Chiwetel Ejiofor, Zak Orth, Steve Carell e Josh Brolin fazem pontas pequenas aqui no filme, e achei bem estranho da parte do casting tal desperdício. Falando em Carell, o ator substituiu o sacana do Bruce Willis no novo filme do diretor, que estreia ano que vem. Willis abandonou as filmagens do nada sob a desculpa de que estaria trabalhando na adaptação para a Broadway de Misery, do Stephen King, conhecido como Louca Obsessão nos cinemas, filme que deu o Oscar a Kathy Bates.
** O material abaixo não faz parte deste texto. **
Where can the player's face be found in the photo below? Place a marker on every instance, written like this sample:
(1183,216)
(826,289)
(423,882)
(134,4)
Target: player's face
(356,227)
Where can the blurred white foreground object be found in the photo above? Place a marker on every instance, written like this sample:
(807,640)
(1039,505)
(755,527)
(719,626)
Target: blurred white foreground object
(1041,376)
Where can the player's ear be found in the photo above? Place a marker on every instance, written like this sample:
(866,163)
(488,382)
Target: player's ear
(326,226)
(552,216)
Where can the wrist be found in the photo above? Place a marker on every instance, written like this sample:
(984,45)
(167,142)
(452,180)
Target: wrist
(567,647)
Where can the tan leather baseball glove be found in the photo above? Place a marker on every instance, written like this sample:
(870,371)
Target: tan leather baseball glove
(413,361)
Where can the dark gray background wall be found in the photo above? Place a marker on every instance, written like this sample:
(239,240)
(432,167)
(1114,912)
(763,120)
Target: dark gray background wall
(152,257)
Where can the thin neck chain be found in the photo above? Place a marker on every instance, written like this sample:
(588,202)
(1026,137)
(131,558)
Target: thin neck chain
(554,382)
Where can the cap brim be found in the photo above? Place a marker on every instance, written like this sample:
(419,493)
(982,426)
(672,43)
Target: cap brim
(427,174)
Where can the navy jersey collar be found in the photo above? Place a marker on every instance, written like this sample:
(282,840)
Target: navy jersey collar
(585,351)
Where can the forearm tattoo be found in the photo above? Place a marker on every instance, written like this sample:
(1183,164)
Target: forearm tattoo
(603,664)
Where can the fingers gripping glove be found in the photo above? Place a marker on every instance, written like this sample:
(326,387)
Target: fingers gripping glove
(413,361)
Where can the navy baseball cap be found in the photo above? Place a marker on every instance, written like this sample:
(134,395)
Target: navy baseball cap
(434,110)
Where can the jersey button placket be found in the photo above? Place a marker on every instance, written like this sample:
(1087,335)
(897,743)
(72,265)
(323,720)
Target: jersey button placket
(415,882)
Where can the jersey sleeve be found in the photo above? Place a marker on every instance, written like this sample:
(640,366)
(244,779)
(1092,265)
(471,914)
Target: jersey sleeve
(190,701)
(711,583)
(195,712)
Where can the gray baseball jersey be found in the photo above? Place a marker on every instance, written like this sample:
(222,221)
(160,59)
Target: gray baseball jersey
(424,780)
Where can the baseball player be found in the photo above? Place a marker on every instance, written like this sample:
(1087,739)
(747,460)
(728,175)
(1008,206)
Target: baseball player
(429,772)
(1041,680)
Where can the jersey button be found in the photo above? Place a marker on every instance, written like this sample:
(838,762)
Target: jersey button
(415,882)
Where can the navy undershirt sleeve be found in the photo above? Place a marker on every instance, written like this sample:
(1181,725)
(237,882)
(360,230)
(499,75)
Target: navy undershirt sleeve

Woody esbanja seu melhor em dois contos que só são diferentes pelas impressões que deixam. Afinal, a vida é um espelho, cujos lados refletem a tragédia e a comédia, e mesmo que não sejam tão parecidos, no final são praticamente a mesma coisa. A vida, o amor, o cotidiano. É assim que o cinema de Woody Allen funciona. E que a nossa vida é uma tragédia, ou comédia, por opção. É como a personagem de Radha Mitchell, que em determinada cena se emociona ao ouvir uma canção no piano e, quando questionada o porque de estar chorando pelo pianista, responde que a música tocava quando ela conheceu um homem. O pianista volta a perguntá-la se eram lágrimas de dor ou felicidade. E ela responde: "não são a mesma lágrima?". É aí que encontramos o conceito de Woody: sendo dor ou felicidade, é a mesma lágrima. Momentos bons ou ruins sempre passarão, e depois deles sempre vem algo pior ou melhor. É essencial se acostumar a esse fato. Talvez esse conceito até funcione como resposta à crítica, que nos últimos tempos veio reformulando o estilo do cineasta a partir do gênero de suas obras. A aparência e o gosto não são os mesmos, mas a receita sim.
Comprei no início do ano Adultérios, um dos livros escritos pelo Woody, que vem com três peças nele. Melinda e Melinda facilmente poderia virar uma peça daquelas, ainda mais quando o vivant clima teatral dá um realce especial nas cenas da película. E, realmente, me surpreendi. É um filme pequeno do cineasta, mas é elegantíssimo e delicioso como qualquer outro. O sublime roteiro de Allen, um dos melhores escritos pelo diretor nos últimos tempos, a Radha, o resto do elenco, a trilha sonora que rima clássica (tragédia) e jazz (comédia) com perfeição... Digam o que quiser, mas esse filme pediu minha adoração.